Henry Milner Rideout (1877–1927) was an American writer. A native of Calais, Maine, he was the author of sixteen novels, twenty-three short stories and novellas and a biographical memoir. He also edited one college textbook and was co-editor of three others. Many of his stories appeared in The Saturday Evening Post.

==Rideout's Life==
Rideout's father, a miller and road contractor, died when Rideout was twelve. Rideout's elder brother, who managed a bank in California, became the support of the family. At school, Rideout's ability caught the attention of his English teacher, Laura Burns, who was a cousin of the distinguished Harvard professor of English, Charles Townsend Copeland. She and Copeland motivated a group of Calais townspeople to lend Rideout the wherewithal to enter Harvard in 1895, where he was the first in his family to attend college. At Harvard, his literary talent came to the fore. Eventually he became Editor-in-Chief of The Harvard Monthly. His friends at Harvard included William Morrow, William Jones, Raynal Bolling, and Arthur Ruhl. After graduating in 1899 as Class Odist, Rideout was an instructor in the Harvard English department.

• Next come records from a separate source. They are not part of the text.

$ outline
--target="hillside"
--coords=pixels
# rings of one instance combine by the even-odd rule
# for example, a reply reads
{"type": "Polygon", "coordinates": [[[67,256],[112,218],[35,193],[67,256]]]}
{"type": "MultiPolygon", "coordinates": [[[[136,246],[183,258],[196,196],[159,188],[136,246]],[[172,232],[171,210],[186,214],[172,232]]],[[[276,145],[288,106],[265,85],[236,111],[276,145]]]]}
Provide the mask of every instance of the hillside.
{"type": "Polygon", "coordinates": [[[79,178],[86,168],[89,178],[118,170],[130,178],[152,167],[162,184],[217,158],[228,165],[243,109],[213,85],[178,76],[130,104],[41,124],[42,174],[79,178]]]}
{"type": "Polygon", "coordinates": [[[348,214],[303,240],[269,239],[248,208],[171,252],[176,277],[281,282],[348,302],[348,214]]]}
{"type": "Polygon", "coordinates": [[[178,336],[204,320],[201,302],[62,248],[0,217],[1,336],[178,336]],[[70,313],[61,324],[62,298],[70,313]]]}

Four years later, his college debts were paid and Rideout was free to turn away from a promising but uncongenial academic career. The Atlantic Monthly had accepted two of his short stories, giving him hope of earning his living by his pen. To gather background material, he set off from San Francisco for six months of travel in the Far East under contract to the American Woolen Company, reporting on jute mills in the Philippines, Indonesia, and India. Keeping careful notes, writing long detailed letters to his brother, he observed so well and later used atmosphere so skillfully that readers familiar with places such as Bangkok or Canton were persuaded that Rideout's familiarity equaled their own. During that arduous circumnavigation, Rideout made lifelong friendships with various expatriate working people, especially sea captains. When his final jute-reports were filed, he returned via Europe, and settled down in central California with his bank-manager brother to begin an all-out effort to write novels for a living.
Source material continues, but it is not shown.